Chez elle, l’ardeur s’exprime à travers une musique qui souffle un vent chaud et facétieux, à rendre dingue une girouette ! Comme elle le précise, Gaye Su Akyol a compensé le triste immobilisme de la crise sanitaire pour composer, encore et encore. Sous ses griffes, les chansons s’accumulent. Et si seulement onze d’entre elles ont été retenues et rassemblées sur Anadolu Ejderi, toutes portent en elles un vif sentiment de liberté et d’authenticité. «Musicalement, cet album a été pour moi une aventure qui m’a permis de dépasser les limites connues et de rechercher des sons inédits», confirme-t-elle avec ce patchwork décoiffant.

Une musique qui souffle un vent chaud et facétieux, à rendre dingue une girouette !

Veste blanche et manches retroussées, comme une scientifique dans son laboratoire au milieu des pipettes et des fioles, Gaye Su Akyol a cherché la réaction chimique idéale. Un sacré assemblage fait de multiples éléments composites. Un tissage imprévisible où les sons de tout bord se mêlent et dansent. Anadolu Ejderi, c’est la rencontre entre la militante turque Selda Bağcan, Kurt Cobain, Led Zeppelin ou encore Portishead.

Sortis du psychédélisme et du rock à guitare, fil rouge distendu de sa production, les morceaux tirent leur force d’influences plurielles : la musique classique et folklorique du Bosphore, bien sûr, comme la folk et la pop. À cela s’ajoutent des touches plus discrètes de jazz, de disco, de grunge, de trip hop et de traditions africaines.

Pour appuyer son trio, pour le coup d’un format conventionnel (guitare-basse-batterie), la musicienne sort même les violons et l’oud, comme d’autres instruments à cordes bien de chez elle : le saz, le cümbüş, le sazbüş. Une palette sonore élargie qui habille à merveille son chant poétique de révolte, car selon elle, «il aurait été trop facile de s’asseoir dans la zone de confort du passé».

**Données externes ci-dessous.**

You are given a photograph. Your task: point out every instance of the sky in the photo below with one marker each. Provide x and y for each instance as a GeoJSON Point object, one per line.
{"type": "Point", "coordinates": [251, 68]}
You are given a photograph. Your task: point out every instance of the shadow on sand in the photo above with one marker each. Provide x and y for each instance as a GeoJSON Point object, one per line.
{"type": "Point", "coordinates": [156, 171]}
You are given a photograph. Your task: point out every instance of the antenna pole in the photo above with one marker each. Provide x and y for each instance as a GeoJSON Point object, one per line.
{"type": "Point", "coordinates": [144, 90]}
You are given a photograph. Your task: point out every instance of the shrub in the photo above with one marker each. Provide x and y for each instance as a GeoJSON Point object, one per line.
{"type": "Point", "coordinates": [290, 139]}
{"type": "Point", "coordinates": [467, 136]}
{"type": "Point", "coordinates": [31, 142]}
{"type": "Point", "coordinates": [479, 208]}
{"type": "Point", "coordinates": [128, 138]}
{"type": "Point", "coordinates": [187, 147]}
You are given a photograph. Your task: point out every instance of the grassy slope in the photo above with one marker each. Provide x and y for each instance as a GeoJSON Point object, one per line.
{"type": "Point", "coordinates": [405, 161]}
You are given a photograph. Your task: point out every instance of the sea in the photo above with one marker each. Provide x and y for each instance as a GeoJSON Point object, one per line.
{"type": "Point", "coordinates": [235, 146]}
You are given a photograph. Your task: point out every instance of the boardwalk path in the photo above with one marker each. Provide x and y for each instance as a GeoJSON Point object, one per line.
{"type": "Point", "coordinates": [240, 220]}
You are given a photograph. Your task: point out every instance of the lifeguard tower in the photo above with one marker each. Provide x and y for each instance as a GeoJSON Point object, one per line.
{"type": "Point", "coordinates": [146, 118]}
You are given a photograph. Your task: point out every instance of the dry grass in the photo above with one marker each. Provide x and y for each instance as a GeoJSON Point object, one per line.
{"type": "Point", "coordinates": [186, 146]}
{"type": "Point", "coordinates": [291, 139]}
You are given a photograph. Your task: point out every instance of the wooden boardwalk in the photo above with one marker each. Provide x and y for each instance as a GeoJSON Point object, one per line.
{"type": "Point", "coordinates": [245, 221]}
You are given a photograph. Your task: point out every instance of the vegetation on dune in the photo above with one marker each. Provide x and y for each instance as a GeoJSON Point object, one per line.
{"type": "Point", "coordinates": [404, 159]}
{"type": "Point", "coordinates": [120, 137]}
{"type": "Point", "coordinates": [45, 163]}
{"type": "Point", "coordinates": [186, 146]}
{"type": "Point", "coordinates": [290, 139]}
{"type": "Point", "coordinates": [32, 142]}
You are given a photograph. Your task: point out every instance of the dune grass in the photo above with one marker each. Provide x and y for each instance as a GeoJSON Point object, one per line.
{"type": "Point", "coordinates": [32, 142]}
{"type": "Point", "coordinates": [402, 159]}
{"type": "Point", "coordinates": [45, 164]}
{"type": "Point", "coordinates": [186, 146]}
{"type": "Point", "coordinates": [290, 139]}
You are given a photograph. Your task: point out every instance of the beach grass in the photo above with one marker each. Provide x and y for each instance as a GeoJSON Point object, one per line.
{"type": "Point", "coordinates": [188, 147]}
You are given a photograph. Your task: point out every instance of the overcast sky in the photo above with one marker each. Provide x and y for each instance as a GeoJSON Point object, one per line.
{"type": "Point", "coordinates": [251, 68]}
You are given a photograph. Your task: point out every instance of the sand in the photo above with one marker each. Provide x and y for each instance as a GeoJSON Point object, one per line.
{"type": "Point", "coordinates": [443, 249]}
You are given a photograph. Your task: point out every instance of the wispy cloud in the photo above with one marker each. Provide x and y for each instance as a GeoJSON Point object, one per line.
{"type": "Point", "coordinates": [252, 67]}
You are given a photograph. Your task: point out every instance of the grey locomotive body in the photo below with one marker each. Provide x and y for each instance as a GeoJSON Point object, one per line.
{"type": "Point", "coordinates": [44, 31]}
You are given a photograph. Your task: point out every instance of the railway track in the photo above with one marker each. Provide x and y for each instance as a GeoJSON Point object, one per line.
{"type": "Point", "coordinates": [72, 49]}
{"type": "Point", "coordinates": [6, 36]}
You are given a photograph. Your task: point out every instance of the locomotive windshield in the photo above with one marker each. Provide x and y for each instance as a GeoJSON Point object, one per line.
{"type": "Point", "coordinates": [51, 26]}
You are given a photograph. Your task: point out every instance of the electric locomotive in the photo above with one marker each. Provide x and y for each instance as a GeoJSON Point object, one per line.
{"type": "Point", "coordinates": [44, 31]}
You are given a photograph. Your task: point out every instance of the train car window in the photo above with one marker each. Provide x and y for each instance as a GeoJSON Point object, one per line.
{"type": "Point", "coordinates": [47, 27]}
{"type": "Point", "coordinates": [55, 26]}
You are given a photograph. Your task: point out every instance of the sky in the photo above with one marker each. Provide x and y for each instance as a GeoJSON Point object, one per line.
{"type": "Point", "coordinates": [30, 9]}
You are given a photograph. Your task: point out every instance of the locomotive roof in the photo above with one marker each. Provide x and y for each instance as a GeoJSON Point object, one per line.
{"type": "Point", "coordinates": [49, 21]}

Non, sa nouvelle production est à voir comme un «manifeste», dressé face à «l’effondrement» d’un pays entier. Un cri de l’âme fait «de danse, de douleur, d’espoir, de sang, de sueur et de larmes», entouré «de chevaux sauvages». Surplombant la folle cavalerie, le dragon d’Anatolie, pour l’instant, ne cherche qu’à «raconter des histoires pour l’avenir». Mais d’un puissant rugissement, il dit se tenir prêt à les rendre concrètes un jour. Tout est possible! Gaye Su Akyol en est la preuve incontestable.